I can tell you I've aged 11 years in the past seven months. For me, it's very hard to promote myself, and even harder to ask for help in telling a story about myself. And the only thing that has allowed me to do those two things is to realize this is not about me. This really is about a story. It is about humanity. It is about a film that we know can go out there and impact lives for good, but it's also about pouring into this community that has given so much to me and to my family. 

So the scenes that are taking place at the hospital, for instance. Mercy gave us their system to film in. The university that gave me not only my diploma but introduced me to my wife, which led eventually to four kids, has allowed us to film in their quad, in their dorms, in their classrooms, in their labs, which is amazing. The organization that allowed a little boy to have John O’Leary Day at the ballpark, and then 30 years later, let him throw out the first pitch and have a second John O’Leary Day at the ballpark is allowing us to use the stadium. So it's just this cool collection of not only investors financially, but investors like shareholders, who recognize, “Man we're doing something together bigger than ourselves, and we should say yes to that.”
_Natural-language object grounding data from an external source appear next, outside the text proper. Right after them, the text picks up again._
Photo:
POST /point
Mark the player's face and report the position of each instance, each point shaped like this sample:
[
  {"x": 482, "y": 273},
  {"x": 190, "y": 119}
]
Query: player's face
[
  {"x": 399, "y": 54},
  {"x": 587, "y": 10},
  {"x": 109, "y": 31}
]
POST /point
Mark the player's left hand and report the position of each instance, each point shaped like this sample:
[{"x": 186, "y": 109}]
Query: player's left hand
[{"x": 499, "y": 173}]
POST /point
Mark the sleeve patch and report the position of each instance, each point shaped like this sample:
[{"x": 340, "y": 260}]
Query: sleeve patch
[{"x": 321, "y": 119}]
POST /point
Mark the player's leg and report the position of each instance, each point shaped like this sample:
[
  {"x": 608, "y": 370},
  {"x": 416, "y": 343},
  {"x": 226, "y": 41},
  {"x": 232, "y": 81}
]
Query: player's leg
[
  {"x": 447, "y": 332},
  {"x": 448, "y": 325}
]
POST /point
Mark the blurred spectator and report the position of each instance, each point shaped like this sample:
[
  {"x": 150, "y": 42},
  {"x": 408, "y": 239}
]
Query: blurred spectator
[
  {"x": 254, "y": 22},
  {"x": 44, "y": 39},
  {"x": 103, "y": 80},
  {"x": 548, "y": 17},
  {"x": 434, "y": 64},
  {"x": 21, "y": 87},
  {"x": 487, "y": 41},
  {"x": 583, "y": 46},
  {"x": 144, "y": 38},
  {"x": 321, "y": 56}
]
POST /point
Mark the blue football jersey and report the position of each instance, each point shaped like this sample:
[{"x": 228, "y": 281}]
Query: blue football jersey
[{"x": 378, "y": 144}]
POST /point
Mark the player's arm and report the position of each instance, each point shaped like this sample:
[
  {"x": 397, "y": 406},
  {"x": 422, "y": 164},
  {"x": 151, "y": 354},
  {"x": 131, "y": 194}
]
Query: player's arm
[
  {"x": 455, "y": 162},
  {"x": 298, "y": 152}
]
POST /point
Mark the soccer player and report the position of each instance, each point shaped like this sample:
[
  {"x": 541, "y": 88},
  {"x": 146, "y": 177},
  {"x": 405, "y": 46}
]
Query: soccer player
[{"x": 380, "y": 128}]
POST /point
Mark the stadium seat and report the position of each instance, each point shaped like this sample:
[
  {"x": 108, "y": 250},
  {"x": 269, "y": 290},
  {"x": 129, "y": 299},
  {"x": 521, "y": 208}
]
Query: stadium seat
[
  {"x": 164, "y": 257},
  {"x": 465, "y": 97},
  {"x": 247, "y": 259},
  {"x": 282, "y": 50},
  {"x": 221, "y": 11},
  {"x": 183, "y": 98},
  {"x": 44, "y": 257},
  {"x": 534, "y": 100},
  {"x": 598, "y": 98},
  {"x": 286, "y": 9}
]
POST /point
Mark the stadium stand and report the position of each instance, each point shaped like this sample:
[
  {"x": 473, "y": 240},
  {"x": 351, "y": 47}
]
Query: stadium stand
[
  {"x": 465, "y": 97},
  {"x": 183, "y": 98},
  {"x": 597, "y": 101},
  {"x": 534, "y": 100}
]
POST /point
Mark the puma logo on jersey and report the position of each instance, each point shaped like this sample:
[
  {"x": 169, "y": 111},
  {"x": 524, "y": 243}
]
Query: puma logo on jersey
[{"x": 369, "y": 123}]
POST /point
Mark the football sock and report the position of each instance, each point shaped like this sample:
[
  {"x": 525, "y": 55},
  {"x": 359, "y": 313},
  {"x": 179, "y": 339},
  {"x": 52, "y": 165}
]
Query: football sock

People are so excited about this movie. I haven't seen St. Louis feel good about itself for a while now, and it feels like this is something you've given us.

And it's something they gave me first. You talk about a bad day. When a little boy gets burned on 100 percent of his body and is expected to die, that is a bad day for that little boy, his family and anybody who loved him. What we learned 36 years ago is there was a lot more people who loved him than we knew. And we didn't know their names yet. I'd never met the nurses and the doctors and Jack Buck and all the others who showed up for me. But when struggles arose, they participated. They showed up, they engaged and they helped fix this problem that was otherwise insurmountable.

Now, decades later, we get to celebrate their work. And I think that's something that excites the people who participated, but it also excites a city that too often gets a black eye, too often seems to celebrate and almost promote the worst of itself. Whether that's inequality, racism, poverty, crime, fires, we do a phenomenal job telling the world about how bad we are. This movie, on the other side of the spectrum, tells the story of what is right about our community. And there's an awful lot right.